Which brings us to this pregnancy. Shortly after announcing the pregnancy, the boasting begins:

This pregnancy is funny–I really don’t know when to expect this baby! I’m either 16 weeks along or 12 weeks along. After my very early miscarriage, I thought I had another cycle…but it was really light and really short. Nothing like I’ve ever had before. I strongly suspect it wasn’t a cycle at all, but just some breakthrough spotting that happened to come right when I would have had a period…

But…I can only say I’m about 95% sure. There is still the possibility of my baby coming in late April rather than late March! This uncertainty doesn’t bother me at all. In fact, I like not really knowing and not really caring.

It would be easy enough to find out whether she is 12 weeks or 16 weeks along. She could have an ultrasound or even just a simple pelvic exam. But where’s the fun in that? Not knowing offers so many more opportunities to risk the baby’s life and isn’t that what it’s really about: risking the death of your child for bragging rights for yourself?

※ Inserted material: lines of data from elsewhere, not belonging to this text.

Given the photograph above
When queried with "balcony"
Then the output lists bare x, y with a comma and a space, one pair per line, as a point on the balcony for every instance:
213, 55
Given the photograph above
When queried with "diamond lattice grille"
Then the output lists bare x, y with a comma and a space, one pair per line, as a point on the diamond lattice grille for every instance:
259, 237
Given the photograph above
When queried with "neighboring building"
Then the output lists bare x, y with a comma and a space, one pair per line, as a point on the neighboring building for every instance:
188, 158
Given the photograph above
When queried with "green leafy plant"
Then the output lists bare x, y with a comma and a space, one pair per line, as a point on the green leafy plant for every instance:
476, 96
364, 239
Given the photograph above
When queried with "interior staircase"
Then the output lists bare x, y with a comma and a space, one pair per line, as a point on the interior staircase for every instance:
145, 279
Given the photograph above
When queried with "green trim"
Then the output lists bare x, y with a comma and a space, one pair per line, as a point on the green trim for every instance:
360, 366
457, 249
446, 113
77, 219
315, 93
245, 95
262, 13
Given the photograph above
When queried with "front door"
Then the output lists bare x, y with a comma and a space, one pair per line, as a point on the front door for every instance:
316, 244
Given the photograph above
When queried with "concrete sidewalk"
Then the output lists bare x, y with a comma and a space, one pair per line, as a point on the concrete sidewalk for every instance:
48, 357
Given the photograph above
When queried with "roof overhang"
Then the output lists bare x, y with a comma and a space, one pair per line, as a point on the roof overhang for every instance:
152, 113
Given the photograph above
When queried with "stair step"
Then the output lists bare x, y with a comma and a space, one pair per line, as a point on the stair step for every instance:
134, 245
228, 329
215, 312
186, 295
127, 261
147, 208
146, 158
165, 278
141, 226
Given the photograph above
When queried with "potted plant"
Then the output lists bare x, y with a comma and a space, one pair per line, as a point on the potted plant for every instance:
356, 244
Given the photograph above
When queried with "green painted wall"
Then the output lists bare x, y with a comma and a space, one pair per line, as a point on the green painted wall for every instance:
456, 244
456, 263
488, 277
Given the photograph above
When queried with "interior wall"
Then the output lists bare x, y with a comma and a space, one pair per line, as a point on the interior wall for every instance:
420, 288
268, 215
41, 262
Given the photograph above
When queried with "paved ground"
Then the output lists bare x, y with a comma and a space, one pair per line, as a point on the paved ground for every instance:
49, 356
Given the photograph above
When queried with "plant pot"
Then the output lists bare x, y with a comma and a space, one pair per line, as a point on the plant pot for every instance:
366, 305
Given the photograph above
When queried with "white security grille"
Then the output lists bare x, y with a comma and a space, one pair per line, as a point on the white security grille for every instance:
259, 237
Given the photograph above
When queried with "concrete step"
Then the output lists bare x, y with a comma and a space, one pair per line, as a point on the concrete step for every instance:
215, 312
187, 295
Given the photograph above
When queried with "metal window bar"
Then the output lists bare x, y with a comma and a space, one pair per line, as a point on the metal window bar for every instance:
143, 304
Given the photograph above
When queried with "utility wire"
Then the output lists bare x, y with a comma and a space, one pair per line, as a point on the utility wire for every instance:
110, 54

Think of the possibilities! She could have premature labor and not know it. Nothing increases your birth warrior cred like nearly killing your premature baby by giving birth at home. Or she could settle for the more mundane, but still high risk homebirth of a postdates baby. The very best part of these delicious possibilities? She won’t even know which high risk situation she has chosen until the baby appears!

Rixa’s choice is fundamentally unethical, but then unassisted childbirth is fundamentally unethical. It is a dangerous stunt whose only purpose is bragging rights for the mother. By definition, it involves deliberately risking the baby’s life and the greater the risk, the greater the glory.

I am profoundly grateful that Rixa didn’t kill her last baby and I hope that she won’t kill this one. But if so, it won’t be for lack of trying … and that is incredibly selfish, deeply unethical, and, above all else, appallingly stupid.